Oí a Tiberio decir mi nombre; capté el apremio en su tono. Alcé la vista.
Una figura imponente había aparecido corriendo en el claro que había delante del templo de Salus. Con los cabellos alborotados y una expresión histérica, era Polemaena, la sirvienta de Pandora. Miró a su alrededor, buscando a alguien. Todo el mundo se había levantado ya y estaba a punto de marcharse, así que era difícil distinguir a una persona entre tantas. Paris, el recadero, y varios esclavos del templo estaban ya recogiendo las sillas, lo que aumentaba la confusión. Pero cuando Polemaena divisó a quien estaba buscando, soltó un grito. Se dirigió hacia Verónica.

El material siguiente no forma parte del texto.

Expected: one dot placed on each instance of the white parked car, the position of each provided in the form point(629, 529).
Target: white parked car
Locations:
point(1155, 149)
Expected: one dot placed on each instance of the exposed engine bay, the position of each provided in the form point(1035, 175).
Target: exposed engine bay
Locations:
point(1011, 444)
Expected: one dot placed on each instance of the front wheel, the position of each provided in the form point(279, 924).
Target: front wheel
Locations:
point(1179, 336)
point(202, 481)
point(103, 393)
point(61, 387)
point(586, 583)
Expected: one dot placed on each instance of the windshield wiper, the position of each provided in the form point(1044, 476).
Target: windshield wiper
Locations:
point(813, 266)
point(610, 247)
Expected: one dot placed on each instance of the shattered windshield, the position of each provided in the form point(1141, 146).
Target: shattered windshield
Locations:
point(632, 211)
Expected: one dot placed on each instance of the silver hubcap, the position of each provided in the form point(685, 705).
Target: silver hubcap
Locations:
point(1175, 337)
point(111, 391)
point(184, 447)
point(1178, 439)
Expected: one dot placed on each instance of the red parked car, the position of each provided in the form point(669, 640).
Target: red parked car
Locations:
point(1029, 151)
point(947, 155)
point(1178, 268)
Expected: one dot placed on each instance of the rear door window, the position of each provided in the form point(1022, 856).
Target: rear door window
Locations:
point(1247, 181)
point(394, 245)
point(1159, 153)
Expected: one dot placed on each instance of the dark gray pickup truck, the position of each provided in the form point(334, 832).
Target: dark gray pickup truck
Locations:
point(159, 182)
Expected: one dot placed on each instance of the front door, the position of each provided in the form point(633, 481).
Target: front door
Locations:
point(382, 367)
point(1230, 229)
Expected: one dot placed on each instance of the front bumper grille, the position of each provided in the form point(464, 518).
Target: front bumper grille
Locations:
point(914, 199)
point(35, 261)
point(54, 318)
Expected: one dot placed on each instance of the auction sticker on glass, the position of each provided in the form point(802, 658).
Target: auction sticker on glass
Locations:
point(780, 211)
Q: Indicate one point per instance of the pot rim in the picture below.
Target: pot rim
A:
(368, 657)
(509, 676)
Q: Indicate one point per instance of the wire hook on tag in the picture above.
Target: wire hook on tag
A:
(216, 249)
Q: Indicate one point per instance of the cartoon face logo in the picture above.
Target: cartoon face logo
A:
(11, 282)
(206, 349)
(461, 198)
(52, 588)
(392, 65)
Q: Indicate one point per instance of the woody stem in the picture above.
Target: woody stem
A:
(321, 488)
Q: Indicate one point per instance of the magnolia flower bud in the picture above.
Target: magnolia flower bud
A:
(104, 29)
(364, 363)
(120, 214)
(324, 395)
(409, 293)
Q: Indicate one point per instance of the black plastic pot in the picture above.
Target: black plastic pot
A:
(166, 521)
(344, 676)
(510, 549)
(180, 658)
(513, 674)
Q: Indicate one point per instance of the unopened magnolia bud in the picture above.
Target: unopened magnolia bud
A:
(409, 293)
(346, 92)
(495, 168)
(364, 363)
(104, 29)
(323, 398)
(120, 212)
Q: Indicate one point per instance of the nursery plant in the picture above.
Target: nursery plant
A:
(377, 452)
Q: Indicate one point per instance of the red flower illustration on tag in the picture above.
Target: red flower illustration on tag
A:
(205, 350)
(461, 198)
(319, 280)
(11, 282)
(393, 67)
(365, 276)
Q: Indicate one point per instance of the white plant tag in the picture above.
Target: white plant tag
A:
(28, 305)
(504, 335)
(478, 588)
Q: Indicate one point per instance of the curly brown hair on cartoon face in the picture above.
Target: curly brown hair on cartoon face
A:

Por un momento sospeché, y estoy segura de que Verónica también lo pensó, que Polemaena había ido para maldecirnos a todos por celebrar la reunión. Parecía que echaba la culpa a Verónica. Mi cerebro asumió, no sé por qué, que la familia Rabiria desaprobaba que Verónica hubiera asistido; jamás pensaban ayudar en una investigación oficial.
No era eso. Alguna otra cosa había ocurrido. Casi sin resuello para poder hablar, Polemaena alargó las manos hacia Verónica; estaba muy alterada. Logró proferir una súplica angustiada con voz entrecortada.
—¡Ve! ¡Ve con él! —Su tono era de horror, al señalar el lugar por el que había venido.
Sin decir una palabra, Verónica se echó la estola sobre los hombros, recogió las largas faldas negras y echó a correr. Tiberio me agarró de una mano y salimos corriendo tras ella.
En el lado opuesto al gran templo de Quirino, una multitud nos mostró adónde ir. Los mirones tenían todos una actitud apagada, oscilando entre el terror y la habitual fascinación morbosa que provoca un accidente callejero. Unos cuantos se habían alejado, o habían buscado un sitio desde donde ver mejor, subiendo la escalinata del templo de Rómulo deificado; ese imponente edificio, con sus quince columnas a cada lado y un doble conjunto de ocho en el pórtico que se cernía sobre nuestras cabezas, albergaba ahora una pequeña multitud. Los sacerdotes se encontraban entre las personas que se habían congregado allí. Pesados soportales rodeaban el templo, estropeando la vista desde abajo, y junto a la calle dos simbólicos mirtos representando a patricios y plebeyos también impedían ver a los curiosos.
Estábamos en el inicio del Vicus Altae Semitae. Apiñadas a su alrededor había varias mansiones privadas, incluyendo el edificio en el que vivía Sentia Marcela. Justo enfrente del templo de Quirino había un nuevo altar. Era uno de los diversos altares que había erigido Domiciano para conmemorar el Gran Incendio de Nerón; el propio Nerón había prometido conmemorar aquella tragedia, pero no había llegado a hacerlo.
El altar estaba hecho de mármol travertino, colocado sobre un plinto formado por dos escalones. Allí yacía un cuerpo cubierto de sangre con un brazo extendido, como si hubiera intentado llegar a los escalones, reptando hacia ellos en busca de refugio.
Menenio, el médico, había corrido hasta allí con nosotros. Se fue directo hacia el cuerpo. Se agachó sobre él, pero inmediatamente se irguió y meneó la cabeza con impotencia. Se alejó. No lo necesitaban.
Verónica lo apartó de su camino con un empujón. Cayó de rodillas junto al cadáver. Era su hijo, Vincencio.